How can we make sense of the Holocaust? How can we fathom the heartless extermination of six million Jews? 

"The Jews were to be God's chosen people, elected by God to enjoy his special favor in exchange for their devotion to him. Were the Jews chosen for this?"

"As hard as it is to believe, there are Christians in the world who have argued that they were. This is one of the many ways in which anti-Semitism continues to thrive as much in our day as it did during the pogroms of eastern Europe, during the Inquisition, all the way back through the Middle Ages into the early period of the church. Right after the Second World War, the German Evangelical Conference at Darmstadt - in the country that was responsible for the genocide - claimed that Jewish suffering in the Holocaust had been a divine visitation and called upon Jews to stop rejecting and crucifying Christ."
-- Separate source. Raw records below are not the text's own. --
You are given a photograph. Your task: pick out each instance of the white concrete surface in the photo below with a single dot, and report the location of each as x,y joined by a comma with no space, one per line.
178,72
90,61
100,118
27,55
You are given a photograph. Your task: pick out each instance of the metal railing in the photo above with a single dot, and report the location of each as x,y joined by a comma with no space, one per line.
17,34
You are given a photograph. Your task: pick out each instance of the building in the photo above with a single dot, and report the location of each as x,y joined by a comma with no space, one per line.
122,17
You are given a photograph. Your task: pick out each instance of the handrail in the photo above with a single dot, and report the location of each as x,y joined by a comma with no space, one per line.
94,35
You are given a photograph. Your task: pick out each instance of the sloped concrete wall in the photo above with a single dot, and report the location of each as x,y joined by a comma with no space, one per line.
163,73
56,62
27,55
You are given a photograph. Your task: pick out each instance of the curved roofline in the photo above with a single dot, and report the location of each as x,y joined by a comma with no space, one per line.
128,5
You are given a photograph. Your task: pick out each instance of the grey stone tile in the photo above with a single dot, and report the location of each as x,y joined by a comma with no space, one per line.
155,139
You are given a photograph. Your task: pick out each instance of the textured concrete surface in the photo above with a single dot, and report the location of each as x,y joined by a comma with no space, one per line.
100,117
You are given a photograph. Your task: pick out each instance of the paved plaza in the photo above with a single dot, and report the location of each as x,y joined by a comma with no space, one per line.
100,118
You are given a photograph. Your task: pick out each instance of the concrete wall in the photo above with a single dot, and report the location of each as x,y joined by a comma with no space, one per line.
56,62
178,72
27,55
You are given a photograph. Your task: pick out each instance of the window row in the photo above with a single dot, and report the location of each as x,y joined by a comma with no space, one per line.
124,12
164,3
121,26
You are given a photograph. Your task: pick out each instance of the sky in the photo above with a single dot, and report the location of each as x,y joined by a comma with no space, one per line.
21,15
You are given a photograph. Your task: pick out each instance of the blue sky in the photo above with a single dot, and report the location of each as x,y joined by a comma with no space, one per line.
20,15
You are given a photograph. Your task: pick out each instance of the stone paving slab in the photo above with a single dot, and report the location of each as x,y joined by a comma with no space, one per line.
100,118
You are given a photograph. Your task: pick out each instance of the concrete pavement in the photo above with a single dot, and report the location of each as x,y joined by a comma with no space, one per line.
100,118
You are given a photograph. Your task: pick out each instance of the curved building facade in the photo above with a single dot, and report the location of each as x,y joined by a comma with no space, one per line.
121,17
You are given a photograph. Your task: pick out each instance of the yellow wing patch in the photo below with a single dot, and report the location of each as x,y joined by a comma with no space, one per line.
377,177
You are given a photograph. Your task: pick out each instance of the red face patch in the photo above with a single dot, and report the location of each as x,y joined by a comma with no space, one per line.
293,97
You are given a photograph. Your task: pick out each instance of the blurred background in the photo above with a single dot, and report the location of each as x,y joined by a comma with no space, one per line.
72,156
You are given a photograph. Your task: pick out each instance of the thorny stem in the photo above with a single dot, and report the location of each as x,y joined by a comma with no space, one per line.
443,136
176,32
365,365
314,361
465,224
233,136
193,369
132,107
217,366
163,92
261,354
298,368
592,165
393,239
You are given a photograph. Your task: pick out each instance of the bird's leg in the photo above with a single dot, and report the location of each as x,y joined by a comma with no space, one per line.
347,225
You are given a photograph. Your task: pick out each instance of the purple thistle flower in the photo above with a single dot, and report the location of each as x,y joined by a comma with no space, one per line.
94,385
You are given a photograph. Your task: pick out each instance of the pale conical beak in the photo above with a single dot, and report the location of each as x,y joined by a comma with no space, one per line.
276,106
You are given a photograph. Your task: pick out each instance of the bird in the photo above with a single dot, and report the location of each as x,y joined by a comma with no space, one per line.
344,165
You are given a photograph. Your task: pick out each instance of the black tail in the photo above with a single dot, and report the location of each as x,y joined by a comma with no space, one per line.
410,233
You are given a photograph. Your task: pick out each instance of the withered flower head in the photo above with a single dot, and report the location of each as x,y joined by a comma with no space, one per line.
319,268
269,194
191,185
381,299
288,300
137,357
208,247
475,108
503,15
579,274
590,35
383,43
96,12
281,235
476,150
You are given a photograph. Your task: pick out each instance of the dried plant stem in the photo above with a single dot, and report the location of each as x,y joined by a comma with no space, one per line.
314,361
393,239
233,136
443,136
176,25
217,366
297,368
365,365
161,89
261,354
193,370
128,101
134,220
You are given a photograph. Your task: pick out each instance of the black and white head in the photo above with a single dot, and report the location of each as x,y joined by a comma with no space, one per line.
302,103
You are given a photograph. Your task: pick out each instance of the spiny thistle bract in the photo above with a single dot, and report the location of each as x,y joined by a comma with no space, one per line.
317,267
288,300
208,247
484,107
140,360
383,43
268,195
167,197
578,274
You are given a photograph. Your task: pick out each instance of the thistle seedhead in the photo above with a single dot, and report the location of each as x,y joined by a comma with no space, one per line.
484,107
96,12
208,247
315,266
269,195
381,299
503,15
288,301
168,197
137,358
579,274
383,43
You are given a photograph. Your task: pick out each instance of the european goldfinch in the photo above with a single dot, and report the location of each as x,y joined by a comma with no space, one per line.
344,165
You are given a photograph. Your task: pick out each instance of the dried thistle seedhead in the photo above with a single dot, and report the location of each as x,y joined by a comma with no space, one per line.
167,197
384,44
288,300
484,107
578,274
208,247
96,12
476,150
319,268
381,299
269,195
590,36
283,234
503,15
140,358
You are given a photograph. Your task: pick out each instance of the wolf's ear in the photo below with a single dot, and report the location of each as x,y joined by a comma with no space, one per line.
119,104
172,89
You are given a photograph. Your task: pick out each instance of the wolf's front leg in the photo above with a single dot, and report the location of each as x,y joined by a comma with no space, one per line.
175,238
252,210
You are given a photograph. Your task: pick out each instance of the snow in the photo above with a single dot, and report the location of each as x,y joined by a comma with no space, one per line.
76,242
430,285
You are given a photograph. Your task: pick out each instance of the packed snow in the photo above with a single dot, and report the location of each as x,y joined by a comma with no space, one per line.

"This was not German Christianity's finest moment. Any way you look at it, the vast majority of those who died in the Holocaust were innocent sufferers, people like you and me, uprooted from their homes, families, and careers and subjected to unspeakable cruelty."

How could God allow this to happen to six million Jews and another five million non-Jews who were exterminated as a direct result of the Holocaust?


According to the Trans Atlantic Slave Trade Database, between 1501 and 1866. over 12.5 million slaves were exported to Spain, Brazil, Great Britain, Netherlands, USA, France, and Denmark. Over half of those people died as a result of this abominable practice of forced, free, labor.

If the Christian God directly intervened BCE (Before the Common Era) and in the first century (as the Bible says He did), why would he not lend a hand to the millions of people who most certainly needed 'His' assistance?


If you believe the balderdash in the Bible, you've simply fallen for a Roman story, no more, no less.